Statewide, the seven-day positivity rate is 5.2%. In the health district, it ranges from 6.2% in Southampton County to 9.1% in Franklin. In Suffolk, it is 8%.

The state health department noted that relaxing current restrictions on indoor visitation could increase the risk for COVID-19 in post-acute care facilities. However, it said that vaccination progress in long-term care facilities “can mitigate some of these risks, and public health officials understand that expanding visitation has substantial benefits to residents.”

Using the CDC’s guidance, the state health department recommends that indoor visitation can be allowed for residents except in the following circumstances:

  • Indoor visitation for unvaccinated residents should be limited solely to compassionate care situations if the COVID-19 county positivity rate is greater than 10% and less than 70% of residents in the facility are fully vaccinated.
  • Indoor visitation should be limited solely to compassionate care situations for vaccinated and unvaccinated residents with SARS-CoV-2 infection until they have met criteria to discontinue transmission-based precautions and vaccinated and unvaccinated residents in quarantine until they have met criteria for release from quarantine.

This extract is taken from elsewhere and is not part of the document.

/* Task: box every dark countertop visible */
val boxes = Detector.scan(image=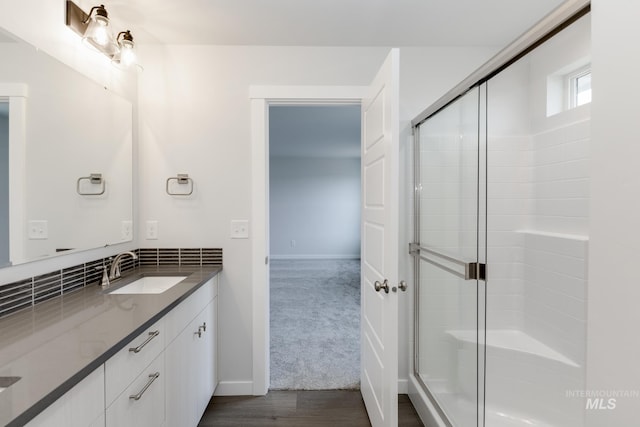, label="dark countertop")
[0,266,222,426]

Facilities experiencing outbreaks should continue to follow guidance from their local health department, the CDC said. In addition, visitors should be counseled about their potential to be exposed to SARS-CoV-2 in the facility if they are permitted to visit.

The state health department said long-term care facilities should continue to vaccinate staff and those who get admitted on a regular basis, and there should be routine testing for staff and people who have COVID-19 symptoms. It also recommends outbreak testing.

Despite recommending for a relaxing of restrictions, the state health department and the Virginia COVID-19 Long-Term Care Task Force call on long-term care facility residents and staff to wear a mask, stay at least six feet apart and regularly wash their hands.